Remove all but first paragraph starting with similar string
-
Hi,
I briefly used notepad++ few years ago but otherwise don’t have much experience with it. I know how to remove all lines which start with certain string. I have searched for quite some time but cannot find the code /macro for the following task which is slightly different than that.I want to keep the first paragraph but remove all subsequent paragraphs which start with same characters. For example, in the following, I want to remove LMN: 2345, XYZ: 3456 and LMN: jkl. The character string is not constant and can vary, but all will end with “:”.
Thank you.BEFORE CODE
XYZ: yui
LMN: tyu
LMN: 2345
XYZ: 3456
ABC: 1234
LMN: jkl
OPQ: 4567
AFTER CODE
XYZ: yui
LMN: tyu
ABC: 1234
OPQ: 4567
-
@TN-MC ,
If your document is pretty long, then the following is the sequence I would recommend:
- Number all the lines
- Make sure there’s a blank line at the end of your document
Ctrl+HOME
Alt+Shift+B
(Edit > Begin/End Select in Column Mode)Ctrl+END
,UpArrow
Alt+Shift+B
(Edit > Begin/End Select in Column Mode)- If you’re in at least v8.6
- THEN type a space, then left arrow
- ELSE type a space, then
Ctrl+HOME
/Alt+Shift+B
/Ctrl+END
/UpArrow
/Alt+Shift+B
again;
Alt+C
(Edit > Column Editor)
**Initial Number: **1
**Increase By: **1
**Leading: **Zeroes
OK
- Move the numbers
Ctrl+H
(Search > Replace)- FIND WHAT:
^(\d+) (\w+:)
(please note: the\w+
will be different if your example data is wrong and it’s not always a single “word” before the colon)
REPLACE WITH: `$2$1:
SEARCH MODE = Regular Expression
REPLACE ALL
- Sort
- Edit > Line Operations > Sort Lines Lexicographically Ascending
- Make sure there’s a blank line at the end of your document
- Reduce to only one copy of each starting word
- FIND WHAT:
(?-s)^(\w+:)(.*\R)(\1.*\R)*
REPLACE WITH:$1$2
SEARCH MODE = Regular Expression
REPLACE ALL
- FIND WHAT:
- Move the line numbers back to the start
- FIND WHAT:
^(\w+:)(\d+:)
REPLACE WITH:$2$1
SEARCH MODE = Regular Expression
REPLACE ALL
- FIND WHAT:
- Sort
- Edit > Line Operations > Sort Lines Lexicographically Ascending
- If you have blank lines at the beginning, you can remove those, and add a blank line at the end
- Remove the line numbering
- FIND WHAT:
^(\d+:)(\w+:)
REPLACE WITH:$2
SEARCH MODE = Regular Expression
REPLACE ALL
- FIND WHAT:
----
Useful References
- Number all the lines
-
@PeterJones Thank you so much for your prompt help. I cannot wait to try it. Actually, I should have created a better example. There could be more than one word before “:”. Also, in real life, there may be a paragraph after “:” and not only a line. When it is a paragraph, I would want that deleted. Thank you.

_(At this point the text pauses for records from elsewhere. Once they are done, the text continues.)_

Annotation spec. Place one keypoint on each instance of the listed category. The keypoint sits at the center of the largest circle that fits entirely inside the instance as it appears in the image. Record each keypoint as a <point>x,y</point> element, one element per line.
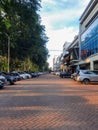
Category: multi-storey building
<point>73,50</point>
<point>88,36</point>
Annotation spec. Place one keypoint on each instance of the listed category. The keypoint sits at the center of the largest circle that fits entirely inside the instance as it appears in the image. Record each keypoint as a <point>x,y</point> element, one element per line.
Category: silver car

As a side, I have been trying to learn if there is a difference between paragraph and line in notepad++.
-
@TN-MC said in Remove all but first paragraph starting with similar string:
Actually, I should have created a better example. There could be more than one word before “:”.

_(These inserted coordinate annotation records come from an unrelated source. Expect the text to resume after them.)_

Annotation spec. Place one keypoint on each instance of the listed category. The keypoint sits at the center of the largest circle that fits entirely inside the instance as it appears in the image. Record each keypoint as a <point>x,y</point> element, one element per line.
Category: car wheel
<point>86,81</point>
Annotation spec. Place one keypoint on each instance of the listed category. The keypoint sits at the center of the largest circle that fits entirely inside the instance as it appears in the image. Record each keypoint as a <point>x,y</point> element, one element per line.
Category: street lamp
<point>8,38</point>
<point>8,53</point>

Then my solution will definitely not work without you putting effort into editing the regex and making it match.
Also, in real life, there may be a paragraph after “:” and not only a line. When it is a paragraph, I would want that deleted. Thank you.
That will also take more effort on your part.
As a side, I have been trying to learn if there is a difference between paragraph and line in notepad++.
Notepad++ doesn’t know what you consider a paragraph. I am guessing that for you, paragraphs are separated by an empty line, but Notepad++ doesn’t know that, and you’d have to develop a regex that matches your definition (
\R\R
matches the newline at the end of the paragraph and the newline used as a paragraph separator)For your solution, places where I had a single
\R
, you’d need two (if I guess correctly as to your definition). Instead of(\w+:)
, you’d need something like^(.*?:)
. And most of your expressions would need(?s)
to tell it that you want.
(“match any character”) to include newlines as “any character” (and to not use the(?-s)
that I showed in step 4, which made sure.
didn’t match newline).Also, the numbering likely won’t work as well for you as it did for me, since your paragraphs go across multiple lines. My suggestion would be to join together paragraphs into a single line before doing the numbering, and then split at the end. If you need ideas on how to do that, search the forum for posts by me that include the
☺
smiley, because I often use that in examples where I’ve joined lines together.The concepts are similar to what I showed you, but you’ll have to study and adapt other solutions already presented to fit your exact circumstances.
-
@PeterJones Will do. Thank you.